O que a crítica diz sobre a utilidade real de um conselheiro?
A própria série menciona que, com as aventuras insanas que a Enterprise enfrenta, talvez todo mundo devesse parar no consultório de Chivers. Em contraste, em TNG a presença de Troi na ponte era vista como "protocolos militares relaxados", e em Lower Decks a incompetência de Migleemo foi usada para piada, não para solução.

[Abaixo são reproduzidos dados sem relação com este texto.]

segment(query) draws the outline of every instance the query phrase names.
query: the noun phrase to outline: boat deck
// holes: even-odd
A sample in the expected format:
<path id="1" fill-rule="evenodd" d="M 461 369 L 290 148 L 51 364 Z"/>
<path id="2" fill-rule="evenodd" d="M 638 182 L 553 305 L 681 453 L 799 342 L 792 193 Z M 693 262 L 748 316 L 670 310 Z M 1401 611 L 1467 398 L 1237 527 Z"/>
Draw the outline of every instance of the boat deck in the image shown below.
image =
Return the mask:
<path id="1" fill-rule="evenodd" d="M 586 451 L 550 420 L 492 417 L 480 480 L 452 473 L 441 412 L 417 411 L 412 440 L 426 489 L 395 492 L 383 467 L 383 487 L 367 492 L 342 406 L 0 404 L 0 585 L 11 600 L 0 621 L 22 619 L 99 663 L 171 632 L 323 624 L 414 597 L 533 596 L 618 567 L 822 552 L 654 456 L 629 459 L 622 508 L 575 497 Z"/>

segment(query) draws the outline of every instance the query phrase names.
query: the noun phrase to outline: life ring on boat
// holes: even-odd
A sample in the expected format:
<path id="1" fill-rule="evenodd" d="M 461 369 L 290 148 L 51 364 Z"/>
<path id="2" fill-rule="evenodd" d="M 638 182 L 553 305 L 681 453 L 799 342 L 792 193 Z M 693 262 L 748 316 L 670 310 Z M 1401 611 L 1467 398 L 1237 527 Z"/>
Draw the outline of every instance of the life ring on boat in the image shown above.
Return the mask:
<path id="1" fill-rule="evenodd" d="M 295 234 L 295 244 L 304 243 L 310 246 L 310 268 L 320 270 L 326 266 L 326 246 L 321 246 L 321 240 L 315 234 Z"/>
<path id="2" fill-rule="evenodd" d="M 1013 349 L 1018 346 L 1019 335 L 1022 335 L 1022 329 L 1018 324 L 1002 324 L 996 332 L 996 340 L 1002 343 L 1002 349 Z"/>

Comparativo rápido: Troi vs. Chivers vs. Migleemo
- Autoridade: Troi tem patente de Tenente-Comandante, mas muitas vezes é ignorada; Chivers não tem patente militar, mas sua autoridade vem da confiança do capitão; Migleemo tem título, mas nunca é levado a sério.
- Impacto nas decisões: Troi costuma sugerir, mas raramente altera o curso da missão; Chivers ajuda Pike a aceitar a perda da filha, mudando diretamente o desfecho; Migleemo só gera confusão.
- Recepção do elenco: Picard raramente consulta Troi; Pike evita Chivers até precisar; a tripulação da Cerritos ignora Migleemo.
Vereditos: o melhor pra cada perfil
Se você curte drama psicológico com pitadas de nostalgia de soap opera, a Dr. Chivers é a escolha certa – ela traz peso emocional sem perder a diversão. Para quem prefere humor ácido e quer rir da própria inutilidade do cargo, o Dr. Migleemo de "Lower Decks" entrega exatamente isso. Já os fãs de clássicos que gostam de ver a psicologia como ferramenta de storytelling, Deanna Troi ainda tem seu charme, apesar das piadas recorrentes.
Em resumo, "Strange New Worlds" conseguiu o que TNG nunca fez: provar que um conselheiro de nave pode ser necessário, não apenas um adereço.
Onde isso pode dar
Com a boa aceitação de Chivers, a tendência é que futuros episódios de SNW (e possivelmente de outras séries da franquia) explorem mais a saúde mental da tripulação. Isso abre espaço para histórias mais íntimas, como o que aconteceu com o capitão Pike ao revisitar a memória da filha Juliet – um eco direto de "The Inner Light" de Picard, mas com um toque mais terapêutico.
Além disso, a presença de uma conselheira realista pode inspirar novas narrativas em spin‑offs, talvez até em séries animadas que ainda veem o cargo como piada. O que importa é que, finalmente, alguém mostrou que o psicólogo da nave tem um papel vital – e que, às vezes, o melhor remédio é um bom drama de novela.
O que falta saber
Até agora, a série não revelou se a Dr. Chivers continuará como parte fixa da equipe ou se será um recurso pontual. Também não sabemos se outras naves da frota vão adotar o modelo – talvez o Enterprise‑D ainda precise de Troi para equilibrar a balança.
Enquanto isso, os fãs podem esperar mais episódios que misturem humor, emoção e, claro, aquele clássico “engage” que nunca sai de moda.